To calculate Rayleigh damping coefficients, Chopra [1] suggested that “in dealing with practical problems, it is reasonable to select the modes of vibrations and with specific damping ratios to ensure that the damping ratios of all modes of vibration that contribute greatly to the dynamic response are reasonable.” Differences in the mass and stiffness of the upper and lower structures of a powerhouse remarkably create the dynamic characteristics of a powerhouse structure. The first two vibration modes often involve the relatively soft upper structure of the powerhouse, whose mode participation mass is quite smaller than that of the whole powerhouse. The damping of these buildings under seismic actions is mainly due to various interior frictions and deformations of components and the ones between them. Therefore, mode participation mass should be considered as a key factor affecting the calculation of damping. The modes that contribute greatly to dynamic responses are found on the basis of mode participation mass. In this study, the Rayleigh damping coefficient is calculated.

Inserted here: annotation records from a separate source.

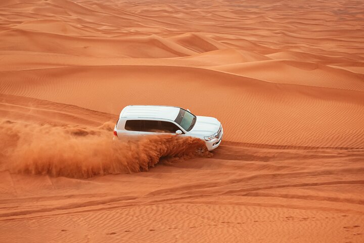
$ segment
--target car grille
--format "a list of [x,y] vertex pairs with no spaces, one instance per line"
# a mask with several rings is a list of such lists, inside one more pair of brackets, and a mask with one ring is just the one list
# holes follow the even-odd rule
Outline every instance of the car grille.
[[221,135],[221,130],[222,130],[222,129],[221,129],[221,126],[220,125],[220,128],[219,128],[218,131],[217,131],[217,135],[216,135],[216,138],[219,138],[219,137],[220,137],[220,135]]

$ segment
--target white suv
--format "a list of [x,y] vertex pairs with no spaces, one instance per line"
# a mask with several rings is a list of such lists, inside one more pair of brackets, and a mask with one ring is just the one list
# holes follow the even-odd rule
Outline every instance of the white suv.
[[223,134],[221,123],[216,118],[196,116],[175,106],[128,105],[120,112],[114,139],[165,133],[202,139],[209,151],[218,147]]

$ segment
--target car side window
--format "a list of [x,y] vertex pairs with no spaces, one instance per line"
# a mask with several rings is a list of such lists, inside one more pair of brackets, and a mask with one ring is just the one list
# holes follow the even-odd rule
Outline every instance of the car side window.
[[128,120],[125,122],[125,130],[142,131],[142,121],[140,120]]
[[160,121],[160,128],[165,133],[175,133],[176,131],[180,130],[177,125],[169,122]]
[[144,120],[143,121],[144,126],[142,127],[143,132],[158,132],[159,126],[158,120]]

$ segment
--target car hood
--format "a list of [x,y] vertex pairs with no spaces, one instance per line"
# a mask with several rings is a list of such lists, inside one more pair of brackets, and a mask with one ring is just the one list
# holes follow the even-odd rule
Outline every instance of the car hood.
[[196,117],[195,126],[189,134],[207,137],[214,134],[220,128],[221,123],[216,118],[199,115]]

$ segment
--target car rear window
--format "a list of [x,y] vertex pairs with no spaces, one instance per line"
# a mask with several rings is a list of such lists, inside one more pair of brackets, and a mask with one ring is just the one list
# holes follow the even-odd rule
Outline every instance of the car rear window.
[[176,131],[180,130],[180,128],[175,124],[169,122],[160,122],[160,130],[166,133],[175,133]]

This paper is organized as follows. Section 2 introduces the finite element models of a powerhouse and several methods of calculating Rayleigh damping coefficients. The two modes that remarkably affect the dynamic responses are determined on the basis of mode participation mass, and the Rayleigh damping coefficients are calculated. Section 3 presents the results of the dynamic response obtained by different methods. Numerical results show that the proposed method accurately reveals the two modes contributing to the dynamic response of the powerhouse, and the calculated Rayleigh damping coefficients are consistent with actual results. The calculated results are also closer to the exact solutions and even higher than those acquired by the least square method. Section 4 provides the conclusion.

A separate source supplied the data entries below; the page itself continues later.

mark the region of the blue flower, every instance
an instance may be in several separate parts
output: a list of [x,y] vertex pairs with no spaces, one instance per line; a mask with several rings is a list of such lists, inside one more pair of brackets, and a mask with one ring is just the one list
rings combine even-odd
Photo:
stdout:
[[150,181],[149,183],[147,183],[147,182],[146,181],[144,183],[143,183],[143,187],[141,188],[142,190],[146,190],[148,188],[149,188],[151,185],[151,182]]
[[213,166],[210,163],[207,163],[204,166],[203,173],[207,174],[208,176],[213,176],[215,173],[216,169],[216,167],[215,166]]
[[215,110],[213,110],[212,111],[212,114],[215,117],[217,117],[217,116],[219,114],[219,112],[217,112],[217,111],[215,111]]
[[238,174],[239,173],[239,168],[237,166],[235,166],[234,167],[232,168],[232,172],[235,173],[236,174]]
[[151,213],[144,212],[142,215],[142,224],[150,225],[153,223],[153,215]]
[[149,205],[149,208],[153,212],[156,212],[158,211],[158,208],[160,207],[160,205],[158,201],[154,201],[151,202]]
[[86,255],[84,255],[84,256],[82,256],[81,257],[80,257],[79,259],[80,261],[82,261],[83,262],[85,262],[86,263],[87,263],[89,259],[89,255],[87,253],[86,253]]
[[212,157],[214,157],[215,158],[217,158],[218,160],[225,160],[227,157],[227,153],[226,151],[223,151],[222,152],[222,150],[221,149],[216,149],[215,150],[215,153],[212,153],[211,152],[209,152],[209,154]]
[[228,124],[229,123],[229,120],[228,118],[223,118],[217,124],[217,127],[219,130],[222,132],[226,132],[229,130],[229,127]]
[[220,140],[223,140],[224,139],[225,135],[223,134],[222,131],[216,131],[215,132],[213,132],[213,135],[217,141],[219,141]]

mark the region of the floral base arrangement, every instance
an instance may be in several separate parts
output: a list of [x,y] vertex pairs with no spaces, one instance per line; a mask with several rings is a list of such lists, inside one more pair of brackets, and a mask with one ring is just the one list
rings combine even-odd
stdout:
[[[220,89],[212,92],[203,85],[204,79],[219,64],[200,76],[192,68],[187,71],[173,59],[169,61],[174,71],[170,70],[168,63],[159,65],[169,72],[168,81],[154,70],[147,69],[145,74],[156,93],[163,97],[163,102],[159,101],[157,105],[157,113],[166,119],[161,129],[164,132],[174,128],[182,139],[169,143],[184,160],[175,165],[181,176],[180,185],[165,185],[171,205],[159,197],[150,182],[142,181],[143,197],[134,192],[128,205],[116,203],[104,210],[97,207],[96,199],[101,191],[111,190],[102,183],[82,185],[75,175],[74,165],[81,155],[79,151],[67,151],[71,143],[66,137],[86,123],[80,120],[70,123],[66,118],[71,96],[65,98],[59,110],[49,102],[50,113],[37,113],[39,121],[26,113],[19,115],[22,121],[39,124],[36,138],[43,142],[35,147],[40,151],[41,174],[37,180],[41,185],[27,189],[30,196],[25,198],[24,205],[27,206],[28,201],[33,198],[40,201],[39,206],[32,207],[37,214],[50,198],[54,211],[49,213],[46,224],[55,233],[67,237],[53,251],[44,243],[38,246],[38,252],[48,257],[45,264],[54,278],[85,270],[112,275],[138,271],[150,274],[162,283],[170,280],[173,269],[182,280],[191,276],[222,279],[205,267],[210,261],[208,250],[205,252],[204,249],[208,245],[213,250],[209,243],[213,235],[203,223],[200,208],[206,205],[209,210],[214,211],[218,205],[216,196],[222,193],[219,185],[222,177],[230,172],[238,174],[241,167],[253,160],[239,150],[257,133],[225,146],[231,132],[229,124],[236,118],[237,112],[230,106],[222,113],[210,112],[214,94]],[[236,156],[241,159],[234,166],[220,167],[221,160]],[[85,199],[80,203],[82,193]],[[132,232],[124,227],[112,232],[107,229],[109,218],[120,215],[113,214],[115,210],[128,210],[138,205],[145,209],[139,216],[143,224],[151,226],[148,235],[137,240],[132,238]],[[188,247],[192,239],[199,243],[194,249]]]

#### 2. Seismic Analysis Model of Powerhouses and Calculation Method of Rayleigh Damping Coefficients

##### 2.1. Three-Dimensional Finite Element Model and Seismic Inputs

In Figure 1, the three-dimensional finite element model of a typical unit of the hydropower station is established. The depth of the foundation is about twice the height of the powerhouse, and the upstream and downstream and the left and right sides extend twice the height of the powerhouse because of the elastic coupling effect of the foundation. The foundation boundary condition is that the bottom is fixed and the four boundaries are normally constrained. Turbine generators, cranes, roof loads, and hydrodynamic pressures are simulated as the additional mass at corresponding locations. A linear elastic model is used in the structure, and the local strengthening effects of the volute steel plate and the seating ring are neglected. The damage cracks of the concrete around the volute are also disregarded. Zhang et al. [26] observed that cracks on thin parts of the concrete of a volute greatly change the local stiffness of the volute but slightly alter the displacement, speed, and acceleration of the upper structure compared with those without cracks. The nonmass foundation, which does not affect the response peaks of the structure, is adopted for calculation convenience.